Using details from the bazooka birthday what do we learn about who Eileen McCarthy is and what defines her? Do your friends and interests and the choices you make accurately define you?
Change Brett opens her story by telling us she wants to pinpoint the exact moment when she got “redefined.” What does she mean? Have you ever experienced a “redefinition?” What might cause such big changes in the way a person sees herself, or the way others see her?
After her second suspension, Brett tells her father that soccer defines her. He responds: “Well, that’s a problem, isn’t it?” Why would her father think this is a problem? Do you agree that it is a problem?
Over the course of the novel Brett changes her mind about a number of people. Give specific examples of characters and how they are “redefined” in Brett’s eyes. What prompts Brett to see things differently? Are these people changing … or is she?
Describe the changes in Nonna in the second half of the book. What hasn't changed about her? How does she advise Brett to handle change? Describe the ways in which Brett is “redefined” by the end of the book.
Loss In the beginning of the book Brett is primarily concerned about her problems with her friends. As the book progresses, Nonna’s illness is her primary preoccupation. Describe the ways in which the McCarthy’s have had to adjust to illness in their family. Have you and your family ever had to cope with the illness or loss of a loved one? Did family members handle their feelings in different ways?
Nonna tells Brett she wants to die the way she’s lived. How do you think Nonna has lived? What do you think she has in mind for her final days?
Name some things Brett loses over the course of the novel. Name some things she gains.
Does Nonna die the way she lived? What do you think of the choices Nonna made near the end of her life?
Connecting to the Curriculum Science: Have your science class build a potato bazooka! See website links below for easy instructions.
Social Studies: Be a History Dude! Have students create a timeline of the history of lighthouses, from the earliest recorded lighthouse in Alexandria, Egypt, to present day laser technology. Have them include concurrent historical events on their timeline.
Art: Build fairy houses! Using only glue and natural materials gathered from outdoors, students can build and design enchanting little houses just like the ones visitors construct throughout the woods of Monhegan Island, Maine.
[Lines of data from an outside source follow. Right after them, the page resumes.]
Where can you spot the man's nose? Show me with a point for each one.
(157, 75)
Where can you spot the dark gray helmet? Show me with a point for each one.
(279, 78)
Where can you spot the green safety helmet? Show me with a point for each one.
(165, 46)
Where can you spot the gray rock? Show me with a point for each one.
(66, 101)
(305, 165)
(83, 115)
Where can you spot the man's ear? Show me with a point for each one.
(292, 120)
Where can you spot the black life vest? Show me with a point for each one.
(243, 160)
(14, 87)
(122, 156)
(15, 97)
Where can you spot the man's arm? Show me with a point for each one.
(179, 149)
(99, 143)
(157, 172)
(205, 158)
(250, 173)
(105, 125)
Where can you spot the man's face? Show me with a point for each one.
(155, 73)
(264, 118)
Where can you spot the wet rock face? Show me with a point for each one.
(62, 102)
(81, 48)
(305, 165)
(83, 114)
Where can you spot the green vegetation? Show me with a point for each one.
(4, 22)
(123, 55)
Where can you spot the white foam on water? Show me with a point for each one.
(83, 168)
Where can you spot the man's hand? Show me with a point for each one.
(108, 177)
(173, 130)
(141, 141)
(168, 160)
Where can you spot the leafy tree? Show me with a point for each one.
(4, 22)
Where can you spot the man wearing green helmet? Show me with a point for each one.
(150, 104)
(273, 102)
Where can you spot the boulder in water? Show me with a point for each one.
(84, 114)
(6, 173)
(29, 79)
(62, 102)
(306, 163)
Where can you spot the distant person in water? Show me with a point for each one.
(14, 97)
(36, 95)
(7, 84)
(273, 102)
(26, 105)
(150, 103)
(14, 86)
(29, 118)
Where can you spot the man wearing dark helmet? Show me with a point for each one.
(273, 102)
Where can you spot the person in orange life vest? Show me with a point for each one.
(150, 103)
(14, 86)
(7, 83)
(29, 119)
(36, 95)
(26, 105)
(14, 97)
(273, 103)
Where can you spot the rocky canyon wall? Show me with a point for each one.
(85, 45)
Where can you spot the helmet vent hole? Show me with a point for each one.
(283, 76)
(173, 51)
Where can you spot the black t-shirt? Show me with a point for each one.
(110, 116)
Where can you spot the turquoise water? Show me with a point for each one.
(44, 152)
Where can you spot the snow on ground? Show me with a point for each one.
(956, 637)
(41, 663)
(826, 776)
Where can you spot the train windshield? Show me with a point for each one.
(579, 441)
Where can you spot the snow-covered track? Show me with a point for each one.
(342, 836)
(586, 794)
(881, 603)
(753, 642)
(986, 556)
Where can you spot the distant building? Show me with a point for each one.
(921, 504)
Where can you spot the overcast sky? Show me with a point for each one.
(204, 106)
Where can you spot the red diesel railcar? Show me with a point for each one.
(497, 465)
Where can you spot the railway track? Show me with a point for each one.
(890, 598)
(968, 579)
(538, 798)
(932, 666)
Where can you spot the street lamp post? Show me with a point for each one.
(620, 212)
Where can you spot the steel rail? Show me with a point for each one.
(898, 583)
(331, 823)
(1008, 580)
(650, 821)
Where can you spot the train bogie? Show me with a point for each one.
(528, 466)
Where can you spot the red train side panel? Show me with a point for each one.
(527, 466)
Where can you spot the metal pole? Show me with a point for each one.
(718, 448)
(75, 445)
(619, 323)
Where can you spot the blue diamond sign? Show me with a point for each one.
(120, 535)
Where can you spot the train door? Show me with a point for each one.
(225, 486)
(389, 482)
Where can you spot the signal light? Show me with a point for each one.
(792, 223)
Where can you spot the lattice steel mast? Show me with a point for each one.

This activity can be done entirely outdoors, or, using a piece of plywood as a base, students can construct “portable” fairy houses. See website links below for photos and ideas.
Maria Padian has worked as a news reporter, an essayist for public radio, a press secretary for a U.S. congressman, and a freelance writer. An avid tennis player, gardener, skier, and hiker, she is also the mother of two teenagers. A graduate of Middlebury College and the University of Virginia, she has attended Oxford University and the Bread Loaf Writers’ Conference. She lives with her children, her husband, and their Australian Shepherd in Maine, where she is at work on a new novel.